Elsevier

Pattern Recognition

Volume 64, April 2017, Pages 399-406
Pattern Recognition

A dynamic framework based on local Zernike moment and motion history image for facial expression recognition

https://doi.org/10.1016/j.patcog.2016.12.002Get rights and content

Highlights

  • Proposes a facial expression recognition framework that uses dynamic information.

  • Introduces QLZM_MCF to capture dynamic information in temporal domain.

  • Introduces enMHI_OF to utlise motion speed and spatial information.

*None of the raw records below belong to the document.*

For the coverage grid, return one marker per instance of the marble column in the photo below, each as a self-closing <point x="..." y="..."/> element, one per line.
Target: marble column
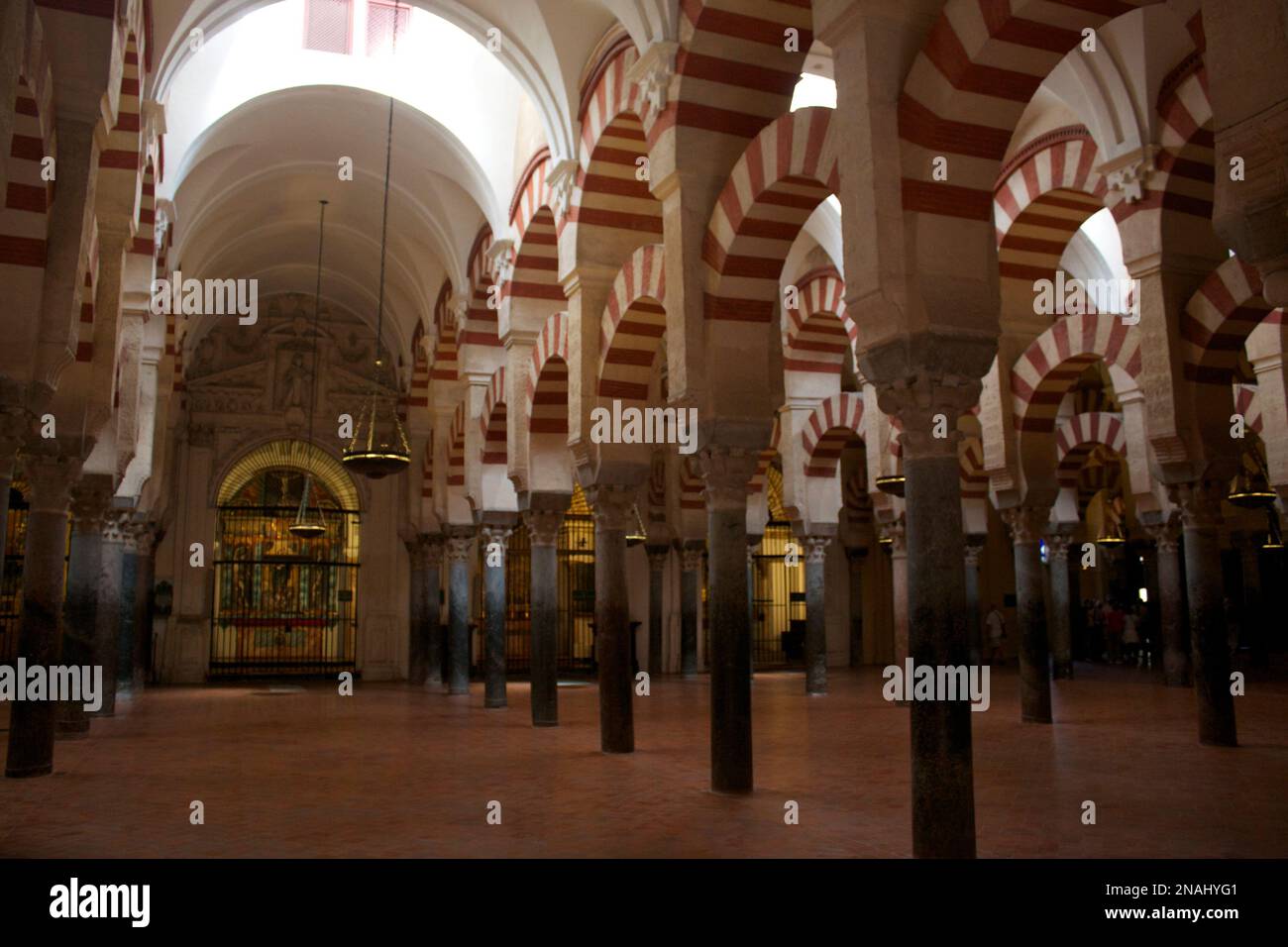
<point x="725" y="474"/>
<point x="494" y="538"/>
<point x="815" y="615"/>
<point x="51" y="474"/>
<point x="436" y="650"/>
<point x="854" y="558"/>
<point x="691" y="577"/>
<point x="657" y="557"/>
<point x="1026" y="525"/>
<point x="460" y="545"/>
<point x="1171" y="604"/>
<point x="1201" y="518"/>
<point x="90" y="499"/>
<point x="974" y="630"/>
<point x="1252" y="625"/>
<point x="613" y="505"/>
<point x="943" y="789"/>
<point x="544" y="522"/>
<point x="111" y="603"/>
<point x="1061" y="628"/>
<point x="417" y="657"/>
<point x="898" y="547"/>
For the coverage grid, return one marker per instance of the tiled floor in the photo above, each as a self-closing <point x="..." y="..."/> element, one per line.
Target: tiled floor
<point x="397" y="772"/>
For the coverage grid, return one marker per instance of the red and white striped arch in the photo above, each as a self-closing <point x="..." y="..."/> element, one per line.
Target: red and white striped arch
<point x="492" y="421"/>
<point x="608" y="191"/>
<point x="548" y="382"/>
<point x="445" y="365"/>
<point x="1044" y="195"/>
<point x="786" y="171"/>
<point x="456" y="449"/>
<point x="969" y="85"/>
<point x="632" y="325"/>
<point x="734" y="69"/>
<point x="827" y="429"/>
<point x="819" y="331"/>
<point x="1077" y="436"/>
<point x="482" y="322"/>
<point x="536" y="254"/>
<point x="1218" y="320"/>
<point x="1043" y="373"/>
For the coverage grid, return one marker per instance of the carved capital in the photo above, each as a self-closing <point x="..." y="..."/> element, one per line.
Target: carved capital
<point x="1199" y="502"/>
<point x="1028" y="523"/>
<point x="815" y="549"/>
<point x="656" y="557"/>
<point x="725" y="474"/>
<point x="691" y="557"/>
<point x="460" y="543"/>
<point x="613" y="505"/>
<point x="1167" y="536"/>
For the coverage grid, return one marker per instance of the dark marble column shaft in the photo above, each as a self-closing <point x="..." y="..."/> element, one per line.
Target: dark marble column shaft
<point x="726" y="474"/>
<point x="613" y="505"/>
<point x="657" y="557"/>
<point x="1201" y="518"/>
<point x="974" y="630"/>
<point x="31" y="723"/>
<point x="943" y="791"/>
<point x="1061" y="626"/>
<point x="815" y="613"/>
<point x="436" y="650"/>
<point x="494" y="539"/>
<point x="854" y="562"/>
<point x="1026" y="525"/>
<point x="460" y="544"/>
<point x="691" y="577"/>
<point x="544" y="521"/>
<point x="1171" y="604"/>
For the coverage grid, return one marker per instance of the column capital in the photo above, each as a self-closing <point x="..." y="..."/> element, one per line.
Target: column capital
<point x="613" y="505"/>
<point x="691" y="557"/>
<point x="1057" y="545"/>
<point x="432" y="545"/>
<point x="1167" y="535"/>
<point x="725" y="474"/>
<point x="460" y="541"/>
<point x="1028" y="523"/>
<point x="1199" y="502"/>
<point x="90" y="499"/>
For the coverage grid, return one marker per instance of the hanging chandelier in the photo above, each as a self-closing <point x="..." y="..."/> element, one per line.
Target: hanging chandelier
<point x="378" y="446"/>
<point x="1250" y="487"/>
<point x="308" y="523"/>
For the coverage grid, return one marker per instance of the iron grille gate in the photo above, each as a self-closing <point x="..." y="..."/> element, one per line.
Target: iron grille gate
<point x="282" y="604"/>
<point x="575" y="639"/>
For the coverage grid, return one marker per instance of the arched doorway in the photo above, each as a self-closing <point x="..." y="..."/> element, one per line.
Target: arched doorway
<point x="284" y="604"/>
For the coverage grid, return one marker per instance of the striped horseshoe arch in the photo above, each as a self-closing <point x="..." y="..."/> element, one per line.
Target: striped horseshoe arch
<point x="1043" y="373"/>
<point x="548" y="382"/>
<point x="1218" y="320"/>
<point x="632" y="325"/>
<point x="828" y="428"/>
<point x="787" y="170"/>
<point x="1078" y="436"/>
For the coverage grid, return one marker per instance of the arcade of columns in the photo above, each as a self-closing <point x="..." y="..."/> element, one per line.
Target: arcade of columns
<point x="673" y="289"/>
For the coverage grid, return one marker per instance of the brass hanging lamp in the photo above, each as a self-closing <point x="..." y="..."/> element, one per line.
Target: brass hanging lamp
<point x="378" y="446"/>
<point x="1250" y="487"/>
<point x="309" y="525"/>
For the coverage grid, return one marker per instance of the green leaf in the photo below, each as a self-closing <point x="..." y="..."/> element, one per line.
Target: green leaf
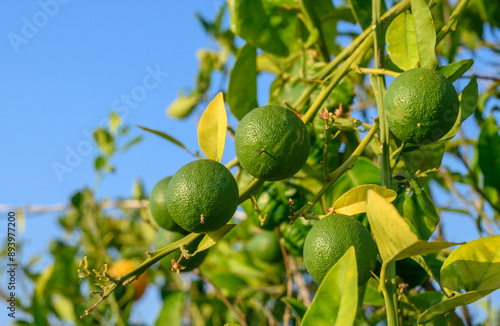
<point x="167" y="137"/>
<point x="373" y="295"/>
<point x="171" y="312"/>
<point x="336" y="301"/>
<point x="489" y="153"/>
<point x="422" y="158"/>
<point x="393" y="235"/>
<point x="362" y="11"/>
<point x="250" y="21"/>
<point x="473" y="266"/>
<point x="354" y="201"/>
<point x="364" y="171"/>
<point x="105" y="141"/>
<point x="455" y="70"/>
<point x="298" y="308"/>
<point x="283" y="19"/>
<point x="242" y="89"/>
<point x="450" y="304"/>
<point x="324" y="11"/>
<point x="421" y="212"/>
<point x="212" y="129"/>
<point x="425" y="33"/>
<point x="183" y="105"/>
<point x="211" y="238"/>
<point x="468" y="103"/>
<point x="64" y="308"/>
<point x="402" y="42"/>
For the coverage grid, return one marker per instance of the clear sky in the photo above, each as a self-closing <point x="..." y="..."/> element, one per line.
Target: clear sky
<point x="65" y="66"/>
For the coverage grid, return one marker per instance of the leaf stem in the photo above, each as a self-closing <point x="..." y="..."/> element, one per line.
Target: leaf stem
<point x="348" y="164"/>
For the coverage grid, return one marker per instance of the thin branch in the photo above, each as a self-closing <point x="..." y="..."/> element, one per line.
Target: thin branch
<point x="241" y="319"/>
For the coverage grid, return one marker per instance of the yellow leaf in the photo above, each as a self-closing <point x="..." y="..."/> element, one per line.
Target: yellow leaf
<point x="213" y="128"/>
<point x="354" y="201"/>
<point x="394" y="238"/>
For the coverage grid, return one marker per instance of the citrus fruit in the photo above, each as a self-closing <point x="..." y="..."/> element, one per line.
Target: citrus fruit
<point x="166" y="237"/>
<point x="202" y="196"/>
<point x="329" y="239"/>
<point x="158" y="206"/>
<point x="272" y="143"/>
<point x="266" y="246"/>
<point x="273" y="202"/>
<point x="421" y="106"/>
<point x="124" y="266"/>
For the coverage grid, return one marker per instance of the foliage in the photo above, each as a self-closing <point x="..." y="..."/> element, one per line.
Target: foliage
<point x="320" y="62"/>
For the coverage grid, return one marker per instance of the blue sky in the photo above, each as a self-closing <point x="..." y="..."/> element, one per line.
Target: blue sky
<point x="61" y="76"/>
<point x="66" y="65"/>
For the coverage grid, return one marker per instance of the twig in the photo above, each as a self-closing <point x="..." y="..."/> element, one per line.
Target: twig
<point x="289" y="284"/>
<point x="221" y="296"/>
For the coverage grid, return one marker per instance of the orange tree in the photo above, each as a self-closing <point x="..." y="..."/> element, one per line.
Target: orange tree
<point x="330" y="84"/>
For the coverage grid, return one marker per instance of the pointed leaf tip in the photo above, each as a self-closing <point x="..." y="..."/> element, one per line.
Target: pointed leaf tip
<point x="212" y="129"/>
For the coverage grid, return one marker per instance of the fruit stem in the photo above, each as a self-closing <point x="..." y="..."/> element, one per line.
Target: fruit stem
<point x="250" y="190"/>
<point x="360" y="41"/>
<point x="388" y="272"/>
<point x="389" y="290"/>
<point x="348" y="164"/>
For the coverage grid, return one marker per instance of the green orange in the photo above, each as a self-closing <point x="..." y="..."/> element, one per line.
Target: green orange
<point x="272" y="143"/>
<point x="202" y="196"/>
<point x="421" y="106"/>
<point x="329" y="239"/>
<point x="158" y="206"/>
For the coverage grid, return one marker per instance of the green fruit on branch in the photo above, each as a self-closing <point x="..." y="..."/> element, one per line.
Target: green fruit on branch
<point x="272" y="143"/>
<point x="421" y="106"/>
<point x="202" y="196"/>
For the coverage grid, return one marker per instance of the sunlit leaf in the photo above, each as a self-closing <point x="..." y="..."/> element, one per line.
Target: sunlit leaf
<point x="167" y="137"/>
<point x="425" y="33"/>
<point x="250" y="21"/>
<point x="354" y="201"/>
<point x="468" y="103"/>
<point x="422" y="158"/>
<point x="420" y="210"/>
<point x="455" y="70"/>
<point x="211" y="238"/>
<point x="298" y="308"/>
<point x="473" y="266"/>
<point x="242" y="89"/>
<point x="171" y="311"/>
<point x="489" y="153"/>
<point x="212" y="129"/>
<point x="402" y="42"/>
<point x="336" y="301"/>
<point x="393" y="236"/>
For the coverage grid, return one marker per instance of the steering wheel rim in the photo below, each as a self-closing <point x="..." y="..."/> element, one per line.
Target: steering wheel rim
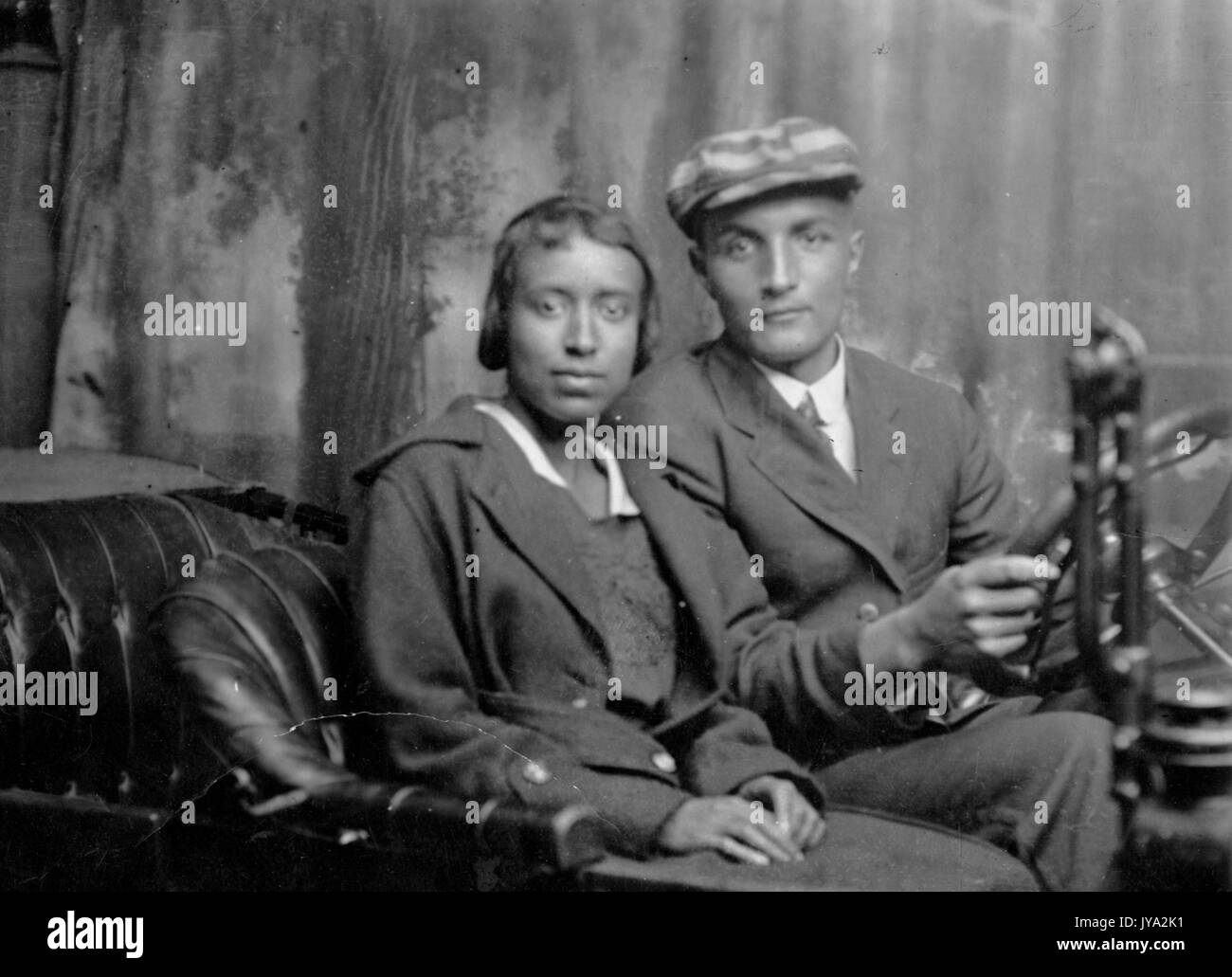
<point x="1048" y="532"/>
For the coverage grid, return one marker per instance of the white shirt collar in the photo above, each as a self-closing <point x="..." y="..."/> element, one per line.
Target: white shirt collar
<point x="828" y="393"/>
<point x="620" y="503"/>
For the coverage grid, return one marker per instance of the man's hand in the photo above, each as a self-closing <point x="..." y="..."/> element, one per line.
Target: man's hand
<point x="988" y="604"/>
<point x="792" y="813"/>
<point x="727" y="824"/>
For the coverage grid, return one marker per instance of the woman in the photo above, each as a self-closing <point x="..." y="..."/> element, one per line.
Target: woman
<point x="554" y="633"/>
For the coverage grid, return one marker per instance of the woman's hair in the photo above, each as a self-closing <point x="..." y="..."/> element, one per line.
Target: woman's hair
<point x="546" y="225"/>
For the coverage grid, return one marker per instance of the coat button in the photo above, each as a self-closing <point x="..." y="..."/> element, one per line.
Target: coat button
<point x="664" y="762"/>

  • Proposes a weighting strategy on a grid for high recognition rate.

Abstract

A dynamic descriptor facilitates robust recognition of facial expressions in video sequences. The current two main approaches to the recognition are basic emotion recognition and recognition based on facial action coding system (FACS) action units. In this paper we focus on basic emotion recognition and propose a spatio-temporal feature based on local Zernike moment in the spatial domain using motion change frequency. We also design a dynamic feature comprising motion history image and entropy. To recognise a facial expression, a weighting strategy based on the latter feature and sub-division of the image frame is applied to the former to enhance the dynamic information of facial expression, and followed by the application of the classical support vector machine. Experiments on the CK+ and MMI datasets using leave-one-out cross validation scheme demonstrate that the integrated framework achieves a better performance than using individual descriptor separately. Compared with six state-of-arts methods, the proposed framework demonstrates a superior performance.

Introduction

In recent years facial expression recognition has become a popular research topic [1], [2], [3]. With the recent advances in robotics, and as robots interact more and more with human and become a part of human living and work space, there is an increasing requirement that robots are able to understand human emotions via a facial expression recognition system [4]. Facial expression recognition system also plays a significant role in Human-Computer Interaction (HCI) [5], which has helped to create meaningful and responsive HCI interfaces. It has also been widely used in behavioural study, video games, animations, safety mechanism in auto-mobile, etc. [6].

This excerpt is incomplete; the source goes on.